Effect of vegetation on evolving channel patterns in experimental salt marshes
Summary
Salt marshes are highly valuable habitats and offer many important ecosystem services. They protect
the coast from erosion and serve as pollution filters and nursery ground for fish. Furthermore,
they are capable of storing a very high amount of carbon in a relatively short time. Their protection
and restoration is therefore crucial for the mitigation of global warming. Salt marshes are shaped
by a variety of biogeomorphic feedbacks which depend on many different biotic and abiotic aspects.
In order to clarify the conditions needed for such biogeomorphic interactions and the effect of different
vegetation colonisation patterns on it, four scaled landscape experiments were conducted in
the tidal flume "The Metronome". Two experiments were unvegetated control experiments and
two included vegetation. In one of these, the seeds were spread by the flowing water and in the
other, circular patches were sown and expanded manually at random locations.
Vegetation focused the flow more effectively and led to a split-up into several channels further
from the inlet, resulting in a longer and straighter main channel and an overall further landward
expansion of the system. Despite these clear morphological differences, quantitative measures of
the system, like eroded volume or drainage density, were very similar in all experiments, showing
that these are mainly shaped by the hydrodynamic boundary conditions and that the experiments
are very comparable.
The vegetation-induced morphological differences described above were more pronounced in the
experiment with hydrochorous seed spreading than in the experiment with patchy seeding. This
is a result of the patch locations being pre-determined randomly. This disables the biogeomorphic
feedback between low flow velocities and vegetation establishment, causing further reduction of
flow velocities. The completeness of this positive feedback loop is crucial for the emergence of a
self-organised landscape. Even though the patches were very dense and covered a larger area of
the system than the vegetation in the experiment with hydrochorous seed spreading, they were not
able to foster the evolution of a self-organised landscape in a similar way.
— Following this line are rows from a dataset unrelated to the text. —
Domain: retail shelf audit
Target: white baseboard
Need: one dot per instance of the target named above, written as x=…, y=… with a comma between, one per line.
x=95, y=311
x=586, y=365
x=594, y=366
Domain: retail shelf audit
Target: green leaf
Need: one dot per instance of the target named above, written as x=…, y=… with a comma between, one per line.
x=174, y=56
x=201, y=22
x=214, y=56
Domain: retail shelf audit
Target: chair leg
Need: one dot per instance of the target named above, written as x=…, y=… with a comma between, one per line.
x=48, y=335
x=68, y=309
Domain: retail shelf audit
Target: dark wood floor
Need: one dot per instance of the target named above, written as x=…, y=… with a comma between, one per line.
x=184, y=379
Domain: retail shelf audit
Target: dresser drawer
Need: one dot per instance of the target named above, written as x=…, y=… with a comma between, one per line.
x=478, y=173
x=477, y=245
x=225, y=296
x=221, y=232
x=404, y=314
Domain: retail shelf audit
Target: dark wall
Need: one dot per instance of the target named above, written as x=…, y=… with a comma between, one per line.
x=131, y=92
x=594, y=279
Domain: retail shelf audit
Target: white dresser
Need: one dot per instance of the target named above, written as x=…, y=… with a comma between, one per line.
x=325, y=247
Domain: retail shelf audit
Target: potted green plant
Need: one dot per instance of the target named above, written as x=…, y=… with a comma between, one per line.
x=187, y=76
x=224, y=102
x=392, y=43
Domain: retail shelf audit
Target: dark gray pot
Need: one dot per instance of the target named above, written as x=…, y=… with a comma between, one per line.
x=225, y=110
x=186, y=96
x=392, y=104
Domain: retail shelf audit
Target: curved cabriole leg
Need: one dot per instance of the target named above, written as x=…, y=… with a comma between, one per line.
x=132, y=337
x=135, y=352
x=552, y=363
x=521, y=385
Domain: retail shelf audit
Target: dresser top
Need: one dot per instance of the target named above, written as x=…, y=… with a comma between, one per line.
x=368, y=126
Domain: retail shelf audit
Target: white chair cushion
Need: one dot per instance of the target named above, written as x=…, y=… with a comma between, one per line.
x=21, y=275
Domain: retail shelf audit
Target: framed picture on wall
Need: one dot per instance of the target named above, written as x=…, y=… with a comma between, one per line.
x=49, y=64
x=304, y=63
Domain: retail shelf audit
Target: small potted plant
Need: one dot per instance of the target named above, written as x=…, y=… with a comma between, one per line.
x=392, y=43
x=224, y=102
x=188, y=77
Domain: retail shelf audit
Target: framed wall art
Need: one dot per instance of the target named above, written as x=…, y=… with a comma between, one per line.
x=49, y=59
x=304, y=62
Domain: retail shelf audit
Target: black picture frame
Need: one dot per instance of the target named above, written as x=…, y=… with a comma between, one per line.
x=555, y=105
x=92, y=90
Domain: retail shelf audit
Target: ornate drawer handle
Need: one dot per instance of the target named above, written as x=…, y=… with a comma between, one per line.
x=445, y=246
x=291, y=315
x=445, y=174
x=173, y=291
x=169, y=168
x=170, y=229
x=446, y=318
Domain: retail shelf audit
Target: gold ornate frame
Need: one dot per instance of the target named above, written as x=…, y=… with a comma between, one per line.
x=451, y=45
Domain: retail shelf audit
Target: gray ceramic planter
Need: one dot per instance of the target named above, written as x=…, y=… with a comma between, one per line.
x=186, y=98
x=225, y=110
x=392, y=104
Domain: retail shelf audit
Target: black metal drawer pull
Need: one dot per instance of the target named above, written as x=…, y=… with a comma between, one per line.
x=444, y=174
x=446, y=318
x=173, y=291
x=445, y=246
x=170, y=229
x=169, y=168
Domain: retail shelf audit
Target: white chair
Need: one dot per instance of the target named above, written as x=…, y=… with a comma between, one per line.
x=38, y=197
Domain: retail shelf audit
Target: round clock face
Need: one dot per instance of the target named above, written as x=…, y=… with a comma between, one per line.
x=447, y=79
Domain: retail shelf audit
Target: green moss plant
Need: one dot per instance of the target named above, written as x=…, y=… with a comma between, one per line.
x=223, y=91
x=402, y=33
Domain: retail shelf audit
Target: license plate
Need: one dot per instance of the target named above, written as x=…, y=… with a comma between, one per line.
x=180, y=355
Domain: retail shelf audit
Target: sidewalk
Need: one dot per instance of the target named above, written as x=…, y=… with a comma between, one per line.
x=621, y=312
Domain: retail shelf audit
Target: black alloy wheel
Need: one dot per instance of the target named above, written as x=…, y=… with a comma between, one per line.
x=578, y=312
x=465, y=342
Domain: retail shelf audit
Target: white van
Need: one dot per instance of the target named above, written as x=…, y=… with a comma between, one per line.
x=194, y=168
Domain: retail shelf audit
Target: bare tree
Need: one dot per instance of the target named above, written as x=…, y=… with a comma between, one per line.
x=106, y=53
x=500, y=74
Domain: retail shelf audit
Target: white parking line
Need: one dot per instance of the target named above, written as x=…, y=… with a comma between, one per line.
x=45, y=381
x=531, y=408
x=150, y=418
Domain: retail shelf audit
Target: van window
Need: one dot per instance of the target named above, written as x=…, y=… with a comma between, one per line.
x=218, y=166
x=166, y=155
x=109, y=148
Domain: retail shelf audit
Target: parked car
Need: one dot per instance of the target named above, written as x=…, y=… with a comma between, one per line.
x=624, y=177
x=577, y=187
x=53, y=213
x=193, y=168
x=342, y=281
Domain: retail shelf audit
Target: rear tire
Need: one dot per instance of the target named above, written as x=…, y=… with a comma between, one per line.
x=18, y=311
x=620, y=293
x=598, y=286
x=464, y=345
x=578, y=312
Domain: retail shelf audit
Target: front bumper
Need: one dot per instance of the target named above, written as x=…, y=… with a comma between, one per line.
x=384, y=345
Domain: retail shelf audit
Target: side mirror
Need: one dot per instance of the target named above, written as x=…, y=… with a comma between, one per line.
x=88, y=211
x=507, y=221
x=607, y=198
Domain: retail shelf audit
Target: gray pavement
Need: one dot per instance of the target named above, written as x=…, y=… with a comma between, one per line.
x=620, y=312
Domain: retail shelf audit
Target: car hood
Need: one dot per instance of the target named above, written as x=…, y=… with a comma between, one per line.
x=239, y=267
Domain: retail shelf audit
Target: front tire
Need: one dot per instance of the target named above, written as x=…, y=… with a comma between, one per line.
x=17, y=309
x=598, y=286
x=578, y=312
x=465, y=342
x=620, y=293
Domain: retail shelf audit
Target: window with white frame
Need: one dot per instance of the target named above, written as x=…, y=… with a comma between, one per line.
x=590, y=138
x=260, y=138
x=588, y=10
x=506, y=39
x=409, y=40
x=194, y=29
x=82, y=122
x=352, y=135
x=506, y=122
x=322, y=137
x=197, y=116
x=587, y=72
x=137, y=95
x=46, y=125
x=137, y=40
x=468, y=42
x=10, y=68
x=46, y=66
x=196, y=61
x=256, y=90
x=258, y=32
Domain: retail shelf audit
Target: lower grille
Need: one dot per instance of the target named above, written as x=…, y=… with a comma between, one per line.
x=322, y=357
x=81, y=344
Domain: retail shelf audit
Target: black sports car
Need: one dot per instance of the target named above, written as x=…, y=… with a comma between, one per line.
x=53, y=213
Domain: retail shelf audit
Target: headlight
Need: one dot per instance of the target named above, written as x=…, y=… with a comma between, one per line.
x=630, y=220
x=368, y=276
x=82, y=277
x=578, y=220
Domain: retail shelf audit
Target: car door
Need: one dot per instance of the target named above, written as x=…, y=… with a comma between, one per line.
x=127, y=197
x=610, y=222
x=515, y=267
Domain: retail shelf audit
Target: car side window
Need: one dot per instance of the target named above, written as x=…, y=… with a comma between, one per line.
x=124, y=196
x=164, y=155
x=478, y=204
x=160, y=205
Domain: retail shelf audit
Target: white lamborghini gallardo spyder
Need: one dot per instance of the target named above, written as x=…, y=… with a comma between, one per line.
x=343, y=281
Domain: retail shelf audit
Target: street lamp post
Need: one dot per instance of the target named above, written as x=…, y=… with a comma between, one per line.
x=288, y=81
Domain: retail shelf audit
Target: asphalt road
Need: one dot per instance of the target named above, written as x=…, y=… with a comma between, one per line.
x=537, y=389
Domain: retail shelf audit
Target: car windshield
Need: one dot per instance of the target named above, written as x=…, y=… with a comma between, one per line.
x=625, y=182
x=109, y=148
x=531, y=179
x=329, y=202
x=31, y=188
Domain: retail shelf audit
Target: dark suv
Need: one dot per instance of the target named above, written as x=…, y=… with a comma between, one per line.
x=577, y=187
Only locally, the patches sometimes had strong biogeomorphic effects. Their density enables them
to show such effects, like the stabilisation of features or the initiation of channels around them, very
clearly, but only if they are in the locally favourable position for that. Since this was not the case
everywhere, the overall morphology in the experiment with patchy seeding was less self-organised
and more similar to the unvegetated control experiments even though the biogeomorphic feedbacks
were more pronounced in some locations. The feedback loops of biogeomorphic feedbacks thus
need to be complete to enable the emergence of a fully self-organised landscape.